Acteur synchronise sur piste préenregistrée avec mouvements choreographiés — économise temps et garantit performance uniforme.
L'acteur se tient devant la caméra, la piste de playback est lancée — et il doit reproduire exactement ce qu'il a enregistré auparavant en studio. C'est la synchronisation labiale, et c'est l'une des disciplines les plus sous-estimées sur le plateau. Vous ne travaillez pas ici avec une performance en direct, mais avec un plan. L'audio est prêt, la synchronisation labiale doit être parfaite, le mouvement du corps suit une partition invisible.
En pratique, cela fonctionne ainsi : la musique ou le dialogue a déjà été enregistré — en studio, avec un meilleur design sonore, dans une acoustique idéale. Maintenant, votre interprète est sur le plateau, écoute le playback via un moniteur ou des écouteurs et doit synchroniser ses lèvres, sa bouche, ses expressions faciales et souvent toute sa gestuelle. Cela semble plus facile que ça ne l'est. Le rythme doit être juste, les mouvements des lèvres doivent paraître authentiques, tout en étant visibles pour la caméra. Vous devez travailler en étroite collaboration — le focalisateur a besoin d'informations précises sur la profondeur de champ, car chaque mouvement de tête compte.

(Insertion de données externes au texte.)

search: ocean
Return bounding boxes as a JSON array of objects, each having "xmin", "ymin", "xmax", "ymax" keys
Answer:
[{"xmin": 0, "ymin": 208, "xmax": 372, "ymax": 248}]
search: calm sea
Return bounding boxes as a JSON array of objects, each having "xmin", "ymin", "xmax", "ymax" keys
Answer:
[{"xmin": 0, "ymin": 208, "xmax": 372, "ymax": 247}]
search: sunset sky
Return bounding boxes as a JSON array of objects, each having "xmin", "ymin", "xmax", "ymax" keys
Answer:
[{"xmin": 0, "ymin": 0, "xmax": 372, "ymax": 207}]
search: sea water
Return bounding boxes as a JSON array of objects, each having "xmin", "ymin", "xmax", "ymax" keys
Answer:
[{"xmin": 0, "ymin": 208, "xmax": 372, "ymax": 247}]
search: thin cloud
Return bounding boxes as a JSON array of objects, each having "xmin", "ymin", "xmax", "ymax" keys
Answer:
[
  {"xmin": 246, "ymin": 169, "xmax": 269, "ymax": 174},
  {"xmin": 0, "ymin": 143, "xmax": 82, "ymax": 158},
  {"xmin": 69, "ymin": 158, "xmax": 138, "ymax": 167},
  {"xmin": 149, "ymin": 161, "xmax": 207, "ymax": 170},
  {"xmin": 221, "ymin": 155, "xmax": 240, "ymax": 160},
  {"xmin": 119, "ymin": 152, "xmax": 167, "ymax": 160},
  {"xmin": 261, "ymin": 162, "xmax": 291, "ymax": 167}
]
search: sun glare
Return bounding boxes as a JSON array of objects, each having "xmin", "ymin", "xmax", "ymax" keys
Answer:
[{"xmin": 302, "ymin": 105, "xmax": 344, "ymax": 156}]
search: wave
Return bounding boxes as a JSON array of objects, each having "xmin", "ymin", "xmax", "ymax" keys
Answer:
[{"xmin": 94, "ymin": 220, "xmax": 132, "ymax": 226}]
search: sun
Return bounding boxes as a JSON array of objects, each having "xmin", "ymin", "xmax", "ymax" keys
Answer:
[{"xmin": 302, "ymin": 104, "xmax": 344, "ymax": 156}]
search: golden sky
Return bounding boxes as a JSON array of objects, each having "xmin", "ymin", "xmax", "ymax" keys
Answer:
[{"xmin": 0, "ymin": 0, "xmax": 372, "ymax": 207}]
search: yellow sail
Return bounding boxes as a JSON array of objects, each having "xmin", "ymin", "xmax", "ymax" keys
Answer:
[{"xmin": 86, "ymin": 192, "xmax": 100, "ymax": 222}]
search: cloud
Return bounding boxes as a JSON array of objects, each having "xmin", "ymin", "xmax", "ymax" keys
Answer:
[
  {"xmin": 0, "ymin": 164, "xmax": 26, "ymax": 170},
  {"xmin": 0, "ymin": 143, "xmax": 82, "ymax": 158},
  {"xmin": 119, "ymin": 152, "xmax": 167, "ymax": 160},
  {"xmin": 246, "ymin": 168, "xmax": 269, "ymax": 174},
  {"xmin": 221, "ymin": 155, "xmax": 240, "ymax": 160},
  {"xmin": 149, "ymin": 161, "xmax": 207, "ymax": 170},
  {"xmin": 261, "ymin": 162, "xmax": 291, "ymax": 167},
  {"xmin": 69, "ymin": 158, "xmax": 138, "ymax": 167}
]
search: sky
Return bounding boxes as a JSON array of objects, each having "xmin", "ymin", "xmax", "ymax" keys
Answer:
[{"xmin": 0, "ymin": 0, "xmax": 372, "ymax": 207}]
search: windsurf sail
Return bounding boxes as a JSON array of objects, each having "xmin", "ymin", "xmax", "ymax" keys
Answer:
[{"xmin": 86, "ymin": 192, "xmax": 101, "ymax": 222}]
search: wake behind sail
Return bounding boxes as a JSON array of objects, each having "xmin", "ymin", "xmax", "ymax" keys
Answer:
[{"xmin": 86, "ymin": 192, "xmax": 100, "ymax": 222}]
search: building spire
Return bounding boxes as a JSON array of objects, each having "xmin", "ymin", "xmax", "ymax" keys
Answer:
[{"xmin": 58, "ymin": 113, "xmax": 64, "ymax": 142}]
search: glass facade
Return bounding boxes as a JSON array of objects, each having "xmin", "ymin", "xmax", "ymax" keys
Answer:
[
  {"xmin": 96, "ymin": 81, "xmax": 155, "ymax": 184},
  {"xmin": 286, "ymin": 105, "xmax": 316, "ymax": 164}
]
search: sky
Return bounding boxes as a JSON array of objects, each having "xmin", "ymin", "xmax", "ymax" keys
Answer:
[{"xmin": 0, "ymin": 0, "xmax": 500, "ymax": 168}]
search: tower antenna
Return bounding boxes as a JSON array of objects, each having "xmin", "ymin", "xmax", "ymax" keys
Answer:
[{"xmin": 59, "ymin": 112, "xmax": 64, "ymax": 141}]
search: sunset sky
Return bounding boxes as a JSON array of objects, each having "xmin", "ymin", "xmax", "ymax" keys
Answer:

Le grand avantage : vous gagnez du temps. Une scène de chant complexe, où votre star chanterait en direct, vous ruinerait au montage. Des milliers d'artefacts de "micropop", des bruits de respiration, des variations de hauteur. Avec la synchronisation labiale, vous avez le contrôle total. Vous appuyez sur lecture, les acteurs jouent, vous tournez plusieurs prises, et plus tard vous montez la meilleure performance vidéo avec l'audio garanti propre.
Typique : comédies musicales, films de concert, scènes de télé-réalité avec musique diégétique — chaque fois qu'un personnage doit chanter et que le design sonore ne peut pas être créé en direct. Le setup de la caméra doit le permettre — bon angle de vue sur la bouche et les yeux, éclairage stable, pas de reflets gênants sur les lèvres (car chaque point brillant sera visible au montage). Il faut aussi de la communication : le moniteur avec le playback doit fonctionner de manière fluide, la personne en charge du son doit discuter de la piste avec l'ingénieur du son.
Erreur fréquente : le playback est trop visible sans véritable émotion. Les lèvres bougent, mais les yeux sont vides. Les bons acteurs parviennent à construire une performance intérieure tout en travaillant sur un audio préexistant. C'est une tâche artisanale — et psychologique — différente de la parole en direct. Vous devez comprendre cela et guider l'interprète, sinon vous le verrez plus tard au montage : artificiel, mis en scène, faux.